Nicole Diekmann ergänzt, dass eine reine Etablierung eines Strafrechtsbestandes nicht ausreicht, wenn dieser im Endeffekt nicht durchgesetzt wird und fordert ein höheres Bewusstsein bei Staatsanwält*innen und Polizist*innen zu fördern. Handlungen müssen Konsequenzen haben. Außerdem fordert sie einen Umbau der Plattformen. Diese seien aktuell kein sicherer Ort für marginalisierte Gruppen. Die Verstärkung von Hass durch die Plattformen müsse besser reguliert werden. Letztendlich sei der entscheidende Aspekt aber zu definieren, was normal ist. Sie fordert das Wegkommen von einem derzeitigen toxischen Männlichkeitsbild und hin zu gerechten Rollenbildern.

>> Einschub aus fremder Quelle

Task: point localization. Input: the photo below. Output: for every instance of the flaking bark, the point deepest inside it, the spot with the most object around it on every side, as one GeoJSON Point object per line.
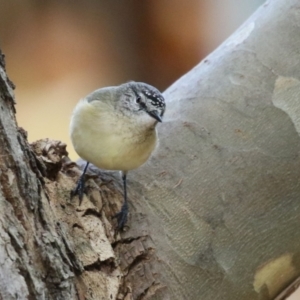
{"type": "Point", "coordinates": [214, 213]}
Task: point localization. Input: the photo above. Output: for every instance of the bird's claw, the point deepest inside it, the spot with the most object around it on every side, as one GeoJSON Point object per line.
{"type": "Point", "coordinates": [121, 216]}
{"type": "Point", "coordinates": [79, 190]}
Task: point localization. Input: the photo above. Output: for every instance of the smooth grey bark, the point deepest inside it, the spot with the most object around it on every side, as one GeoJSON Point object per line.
{"type": "Point", "coordinates": [213, 215]}
{"type": "Point", "coordinates": [222, 191]}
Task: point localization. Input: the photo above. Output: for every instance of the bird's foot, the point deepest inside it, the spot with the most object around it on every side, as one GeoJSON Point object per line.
{"type": "Point", "coordinates": [79, 190]}
{"type": "Point", "coordinates": [122, 216]}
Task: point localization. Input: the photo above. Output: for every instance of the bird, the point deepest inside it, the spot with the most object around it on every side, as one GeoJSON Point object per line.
{"type": "Point", "coordinates": [114, 128]}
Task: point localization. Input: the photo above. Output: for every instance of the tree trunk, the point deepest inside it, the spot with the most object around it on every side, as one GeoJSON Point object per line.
{"type": "Point", "coordinates": [213, 214]}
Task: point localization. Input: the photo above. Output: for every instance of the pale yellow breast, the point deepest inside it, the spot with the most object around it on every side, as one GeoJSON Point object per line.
{"type": "Point", "coordinates": [110, 141]}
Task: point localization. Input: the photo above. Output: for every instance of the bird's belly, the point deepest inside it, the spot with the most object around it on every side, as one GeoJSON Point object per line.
{"type": "Point", "coordinates": [112, 150]}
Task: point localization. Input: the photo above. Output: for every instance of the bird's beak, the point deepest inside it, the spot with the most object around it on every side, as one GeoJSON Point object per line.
{"type": "Point", "coordinates": [154, 114]}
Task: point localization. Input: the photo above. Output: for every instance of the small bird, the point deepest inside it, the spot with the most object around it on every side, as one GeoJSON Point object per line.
{"type": "Point", "coordinates": [114, 128]}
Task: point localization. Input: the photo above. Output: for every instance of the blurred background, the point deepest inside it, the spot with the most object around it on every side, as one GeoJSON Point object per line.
{"type": "Point", "coordinates": [59, 51]}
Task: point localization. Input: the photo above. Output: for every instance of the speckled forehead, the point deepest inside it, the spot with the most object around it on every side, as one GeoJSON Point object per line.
{"type": "Point", "coordinates": [156, 98]}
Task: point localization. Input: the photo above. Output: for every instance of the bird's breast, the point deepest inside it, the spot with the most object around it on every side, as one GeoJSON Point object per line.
{"type": "Point", "coordinates": [108, 140]}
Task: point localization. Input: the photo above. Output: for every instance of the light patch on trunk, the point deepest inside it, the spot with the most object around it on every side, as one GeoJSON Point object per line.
{"type": "Point", "coordinates": [274, 275]}
{"type": "Point", "coordinates": [286, 97]}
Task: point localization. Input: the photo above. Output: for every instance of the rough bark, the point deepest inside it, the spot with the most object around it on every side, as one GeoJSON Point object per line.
{"type": "Point", "coordinates": [213, 215]}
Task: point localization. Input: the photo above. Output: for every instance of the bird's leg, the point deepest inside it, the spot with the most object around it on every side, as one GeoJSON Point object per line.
{"type": "Point", "coordinates": [79, 190]}
{"type": "Point", "coordinates": [122, 215]}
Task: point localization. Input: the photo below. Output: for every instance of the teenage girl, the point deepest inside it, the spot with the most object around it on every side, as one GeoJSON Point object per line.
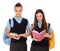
{"type": "Point", "coordinates": [40, 25]}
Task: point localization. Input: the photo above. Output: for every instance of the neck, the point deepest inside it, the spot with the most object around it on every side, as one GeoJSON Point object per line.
{"type": "Point", "coordinates": [18, 16]}
{"type": "Point", "coordinates": [40, 21]}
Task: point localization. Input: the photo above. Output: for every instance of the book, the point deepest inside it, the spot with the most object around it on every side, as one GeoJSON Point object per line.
{"type": "Point", "coordinates": [40, 36]}
{"type": "Point", "coordinates": [22, 35]}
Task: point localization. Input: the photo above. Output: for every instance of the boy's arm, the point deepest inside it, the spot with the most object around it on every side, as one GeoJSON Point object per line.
{"type": "Point", "coordinates": [8, 34]}
{"type": "Point", "coordinates": [28, 31]}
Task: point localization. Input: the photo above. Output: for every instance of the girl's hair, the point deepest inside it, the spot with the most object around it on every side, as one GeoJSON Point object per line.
{"type": "Point", "coordinates": [18, 4]}
{"type": "Point", "coordinates": [43, 20]}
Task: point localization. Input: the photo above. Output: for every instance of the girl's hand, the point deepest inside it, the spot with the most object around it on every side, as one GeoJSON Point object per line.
{"type": "Point", "coordinates": [35, 39]}
{"type": "Point", "coordinates": [47, 35]}
{"type": "Point", "coordinates": [15, 36]}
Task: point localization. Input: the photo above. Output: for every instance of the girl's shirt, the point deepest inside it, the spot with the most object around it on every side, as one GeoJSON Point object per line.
{"type": "Point", "coordinates": [50, 28]}
{"type": "Point", "coordinates": [19, 21]}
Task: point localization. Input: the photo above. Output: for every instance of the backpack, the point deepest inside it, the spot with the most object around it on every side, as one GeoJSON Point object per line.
{"type": "Point", "coordinates": [6, 39]}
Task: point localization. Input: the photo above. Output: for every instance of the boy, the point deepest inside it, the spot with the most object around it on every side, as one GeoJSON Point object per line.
{"type": "Point", "coordinates": [19, 25]}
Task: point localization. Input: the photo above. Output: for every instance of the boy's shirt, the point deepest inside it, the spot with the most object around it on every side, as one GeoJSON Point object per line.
{"type": "Point", "coordinates": [18, 21]}
{"type": "Point", "coordinates": [50, 28]}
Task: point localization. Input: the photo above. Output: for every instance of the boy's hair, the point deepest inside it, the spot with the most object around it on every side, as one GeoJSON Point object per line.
{"type": "Point", "coordinates": [18, 5]}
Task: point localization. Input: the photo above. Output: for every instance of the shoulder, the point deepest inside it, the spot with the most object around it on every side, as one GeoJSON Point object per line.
{"type": "Point", "coordinates": [24, 19]}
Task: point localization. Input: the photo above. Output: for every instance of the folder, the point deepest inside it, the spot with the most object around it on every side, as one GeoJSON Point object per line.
{"type": "Point", "coordinates": [40, 36]}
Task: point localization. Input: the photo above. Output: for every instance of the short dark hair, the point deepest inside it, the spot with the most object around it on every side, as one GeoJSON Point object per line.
{"type": "Point", "coordinates": [18, 5]}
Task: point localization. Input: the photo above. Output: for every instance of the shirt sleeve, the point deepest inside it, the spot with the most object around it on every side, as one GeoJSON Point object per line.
{"type": "Point", "coordinates": [29, 26]}
{"type": "Point", "coordinates": [50, 29]}
{"type": "Point", "coordinates": [8, 25]}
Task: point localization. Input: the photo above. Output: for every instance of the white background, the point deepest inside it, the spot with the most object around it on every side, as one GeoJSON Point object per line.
{"type": "Point", "coordinates": [51, 9]}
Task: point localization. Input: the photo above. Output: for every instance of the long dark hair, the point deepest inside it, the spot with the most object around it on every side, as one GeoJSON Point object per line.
{"type": "Point", "coordinates": [43, 20]}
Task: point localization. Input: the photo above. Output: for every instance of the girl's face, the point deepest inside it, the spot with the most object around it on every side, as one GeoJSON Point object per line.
{"type": "Point", "coordinates": [39, 17]}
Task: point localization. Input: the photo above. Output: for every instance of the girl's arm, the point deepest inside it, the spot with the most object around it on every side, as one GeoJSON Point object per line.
{"type": "Point", "coordinates": [11, 35]}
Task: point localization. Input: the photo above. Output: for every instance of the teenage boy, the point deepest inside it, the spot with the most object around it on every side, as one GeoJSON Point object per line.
{"type": "Point", "coordinates": [19, 26]}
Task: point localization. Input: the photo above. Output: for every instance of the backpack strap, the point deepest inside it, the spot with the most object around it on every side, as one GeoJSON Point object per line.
{"type": "Point", "coordinates": [48, 26]}
{"type": "Point", "coordinates": [10, 22]}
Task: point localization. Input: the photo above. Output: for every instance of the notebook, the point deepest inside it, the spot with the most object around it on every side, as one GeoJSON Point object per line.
{"type": "Point", "coordinates": [40, 36]}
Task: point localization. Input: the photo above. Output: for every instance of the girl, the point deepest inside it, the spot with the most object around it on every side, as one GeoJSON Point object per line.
{"type": "Point", "coordinates": [17, 26]}
{"type": "Point", "coordinates": [40, 25]}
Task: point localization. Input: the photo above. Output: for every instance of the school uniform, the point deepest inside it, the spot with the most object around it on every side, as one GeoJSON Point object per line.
{"type": "Point", "coordinates": [18, 25]}
{"type": "Point", "coordinates": [41, 45]}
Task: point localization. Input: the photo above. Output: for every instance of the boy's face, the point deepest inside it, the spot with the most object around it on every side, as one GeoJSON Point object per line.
{"type": "Point", "coordinates": [18, 11]}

Doch es gibt auch Hoffnungsschimmer dafür, dass Hass und Seximus im Internet nicht folgenlos bleibt! Nachdem 2019 das Landgericht in Berlin feststellte, dass sexistische Beleidigungen gegen die Grünen Politikerin Renate Künast von der Meinungsfreiheit gedeckt seien und die Politikerin diese „überspitzte Kritik“ auszuhalten habe, führte sie zusammen mit HateAid einen Grundsatzprozess gegen Facebook. Dieser führte dazu, dass im April 2022 ein Urteil bestätigte, dass „die beleidigenden Äußerungen gegen die Grünen-Politikerin (...) eben doch nicht von der Meinungsfreiheit gedeckt [seien], weil sie die Politikerin in ihren Persönlichkeitsrechten verletzen."